FOUND IT. For dimension 3, this is Theorem 3 on page 176 of Jones and Pall (1939) which is on that website, taking $\lambda = 1.$ So dimension 3 is affirmative.

Dimension 4 is also affirmative, because you may begin with any quaternion $t$ and make the evident matrix out of $t,it,jt,kt.$

However, I do not see why that says anything about dimension 6. Given a row of six integers, certainly a rearrangement of pairs, with one extra minus sign for each pair, gives an orthogonal row. I don't see what to do after that. It is always possible that the octonions give some method for dimensions 5,6,7,8, but I would not be too sure about dimension 9 and above.

Solution 3:

This answer is wrong. And let it remain there as a reminder for me.

Some thoughts: For any integer $N \times 1$ vector , you can find another $N-1$ orthogonal set of vectors in the rational field. This is always true. Since it is in the rational field, you can multiply by a large integer, and make them all have integer entries.

Now we have seen that for every integer vector, you can find a integer orthogonal basis. But we have neglected the length part.
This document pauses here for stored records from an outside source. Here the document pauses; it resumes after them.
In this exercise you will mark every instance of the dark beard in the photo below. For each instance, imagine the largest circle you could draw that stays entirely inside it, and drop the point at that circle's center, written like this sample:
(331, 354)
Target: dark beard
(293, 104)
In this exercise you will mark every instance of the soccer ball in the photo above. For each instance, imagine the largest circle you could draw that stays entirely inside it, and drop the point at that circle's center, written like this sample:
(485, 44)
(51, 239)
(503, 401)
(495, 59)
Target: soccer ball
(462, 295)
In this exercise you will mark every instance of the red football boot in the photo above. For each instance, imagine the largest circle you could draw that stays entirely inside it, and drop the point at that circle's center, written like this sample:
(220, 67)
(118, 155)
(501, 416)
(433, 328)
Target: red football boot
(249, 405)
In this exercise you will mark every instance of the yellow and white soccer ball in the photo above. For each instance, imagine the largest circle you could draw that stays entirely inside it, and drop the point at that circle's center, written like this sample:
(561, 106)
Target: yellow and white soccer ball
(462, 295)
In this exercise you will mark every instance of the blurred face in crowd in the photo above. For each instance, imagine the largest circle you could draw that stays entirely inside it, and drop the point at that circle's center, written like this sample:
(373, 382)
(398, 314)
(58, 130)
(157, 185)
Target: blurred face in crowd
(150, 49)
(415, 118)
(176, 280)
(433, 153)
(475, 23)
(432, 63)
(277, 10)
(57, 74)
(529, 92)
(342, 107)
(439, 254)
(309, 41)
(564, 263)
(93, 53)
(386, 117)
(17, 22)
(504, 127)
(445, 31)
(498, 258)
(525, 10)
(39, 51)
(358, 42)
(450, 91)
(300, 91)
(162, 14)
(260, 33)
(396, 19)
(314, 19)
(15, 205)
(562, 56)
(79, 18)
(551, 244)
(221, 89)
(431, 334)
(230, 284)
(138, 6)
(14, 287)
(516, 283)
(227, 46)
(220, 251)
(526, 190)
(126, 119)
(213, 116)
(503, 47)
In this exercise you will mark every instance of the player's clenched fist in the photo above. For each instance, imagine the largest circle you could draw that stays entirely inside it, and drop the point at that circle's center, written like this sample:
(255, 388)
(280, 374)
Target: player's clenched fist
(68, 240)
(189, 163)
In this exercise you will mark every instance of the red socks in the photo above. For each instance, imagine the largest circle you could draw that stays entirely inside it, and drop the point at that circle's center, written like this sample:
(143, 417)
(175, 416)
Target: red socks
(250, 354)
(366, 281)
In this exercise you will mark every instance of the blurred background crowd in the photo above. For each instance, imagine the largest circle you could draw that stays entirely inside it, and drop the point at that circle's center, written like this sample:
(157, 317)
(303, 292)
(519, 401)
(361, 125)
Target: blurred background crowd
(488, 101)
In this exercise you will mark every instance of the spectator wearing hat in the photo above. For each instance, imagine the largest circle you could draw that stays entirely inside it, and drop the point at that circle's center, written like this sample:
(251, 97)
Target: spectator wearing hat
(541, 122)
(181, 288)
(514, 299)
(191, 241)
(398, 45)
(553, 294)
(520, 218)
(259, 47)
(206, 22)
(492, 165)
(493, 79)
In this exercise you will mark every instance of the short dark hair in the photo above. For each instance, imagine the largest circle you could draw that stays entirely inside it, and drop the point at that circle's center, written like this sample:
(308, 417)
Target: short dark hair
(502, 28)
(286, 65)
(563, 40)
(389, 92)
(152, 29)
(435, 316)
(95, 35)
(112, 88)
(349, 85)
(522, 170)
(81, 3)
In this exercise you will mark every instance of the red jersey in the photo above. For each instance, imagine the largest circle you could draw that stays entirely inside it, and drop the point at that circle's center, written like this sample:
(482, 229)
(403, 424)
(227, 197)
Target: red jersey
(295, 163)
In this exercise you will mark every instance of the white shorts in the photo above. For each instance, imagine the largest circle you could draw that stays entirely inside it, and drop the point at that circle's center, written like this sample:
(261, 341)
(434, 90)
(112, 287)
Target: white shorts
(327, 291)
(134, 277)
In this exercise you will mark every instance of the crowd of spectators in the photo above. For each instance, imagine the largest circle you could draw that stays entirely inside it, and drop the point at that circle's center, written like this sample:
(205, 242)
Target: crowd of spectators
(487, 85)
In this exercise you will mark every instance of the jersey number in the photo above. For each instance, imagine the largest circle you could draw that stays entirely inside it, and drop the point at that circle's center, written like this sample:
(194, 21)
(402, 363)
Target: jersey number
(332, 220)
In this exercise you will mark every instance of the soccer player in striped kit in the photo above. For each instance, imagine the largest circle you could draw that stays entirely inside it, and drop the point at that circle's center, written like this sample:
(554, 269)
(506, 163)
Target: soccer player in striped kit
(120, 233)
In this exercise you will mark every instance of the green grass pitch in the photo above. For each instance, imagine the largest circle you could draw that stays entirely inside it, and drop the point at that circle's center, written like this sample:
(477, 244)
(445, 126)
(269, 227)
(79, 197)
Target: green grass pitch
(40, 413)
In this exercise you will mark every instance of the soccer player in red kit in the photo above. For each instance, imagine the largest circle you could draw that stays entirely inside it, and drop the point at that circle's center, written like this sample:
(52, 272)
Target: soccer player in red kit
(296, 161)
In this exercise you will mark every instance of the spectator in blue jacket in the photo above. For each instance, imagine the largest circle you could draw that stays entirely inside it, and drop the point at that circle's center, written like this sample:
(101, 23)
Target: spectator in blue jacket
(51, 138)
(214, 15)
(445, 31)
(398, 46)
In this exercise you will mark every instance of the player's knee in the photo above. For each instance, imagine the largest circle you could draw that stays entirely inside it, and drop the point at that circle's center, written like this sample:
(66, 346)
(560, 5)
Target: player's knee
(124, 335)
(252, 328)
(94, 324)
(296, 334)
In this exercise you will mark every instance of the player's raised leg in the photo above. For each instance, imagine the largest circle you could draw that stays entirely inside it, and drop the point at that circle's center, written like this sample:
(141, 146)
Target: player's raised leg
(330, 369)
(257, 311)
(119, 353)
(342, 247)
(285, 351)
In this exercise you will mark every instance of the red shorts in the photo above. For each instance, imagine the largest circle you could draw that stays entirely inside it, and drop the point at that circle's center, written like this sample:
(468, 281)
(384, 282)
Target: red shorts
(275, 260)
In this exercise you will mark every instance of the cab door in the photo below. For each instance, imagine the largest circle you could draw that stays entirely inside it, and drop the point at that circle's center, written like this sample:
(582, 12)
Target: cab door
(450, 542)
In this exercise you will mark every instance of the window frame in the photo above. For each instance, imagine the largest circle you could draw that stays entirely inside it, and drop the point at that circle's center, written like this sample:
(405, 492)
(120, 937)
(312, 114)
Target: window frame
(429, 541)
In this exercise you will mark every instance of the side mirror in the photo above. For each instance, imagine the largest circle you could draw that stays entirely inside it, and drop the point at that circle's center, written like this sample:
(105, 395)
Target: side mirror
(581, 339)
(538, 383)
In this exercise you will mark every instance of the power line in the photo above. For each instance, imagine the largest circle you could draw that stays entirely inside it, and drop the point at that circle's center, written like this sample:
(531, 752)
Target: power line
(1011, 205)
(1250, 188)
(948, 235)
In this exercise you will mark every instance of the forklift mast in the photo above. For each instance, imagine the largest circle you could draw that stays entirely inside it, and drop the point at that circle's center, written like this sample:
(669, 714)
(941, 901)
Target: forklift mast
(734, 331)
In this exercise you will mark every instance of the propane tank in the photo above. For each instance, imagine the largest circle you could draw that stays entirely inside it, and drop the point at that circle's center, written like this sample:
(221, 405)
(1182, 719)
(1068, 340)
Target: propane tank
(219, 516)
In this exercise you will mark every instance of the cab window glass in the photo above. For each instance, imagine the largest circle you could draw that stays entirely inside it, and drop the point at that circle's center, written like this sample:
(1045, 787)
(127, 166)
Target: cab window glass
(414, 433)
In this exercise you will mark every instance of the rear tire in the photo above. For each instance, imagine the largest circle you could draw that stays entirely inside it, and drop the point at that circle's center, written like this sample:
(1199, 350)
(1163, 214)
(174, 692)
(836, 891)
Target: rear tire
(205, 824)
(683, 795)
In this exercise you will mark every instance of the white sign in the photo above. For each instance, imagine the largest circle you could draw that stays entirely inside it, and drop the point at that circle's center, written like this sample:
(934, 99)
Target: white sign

Let us say you have two integer vectors $\vec{x}$ and $\vec{y}$. Then there always exist a positive number $c_1$ and another positive number $c_2$ such that $c_1||\vec{x}||=c_2||\vec{y}||$. I think this should be true for any number of integer vectors. If that is true, then you can past the length part also.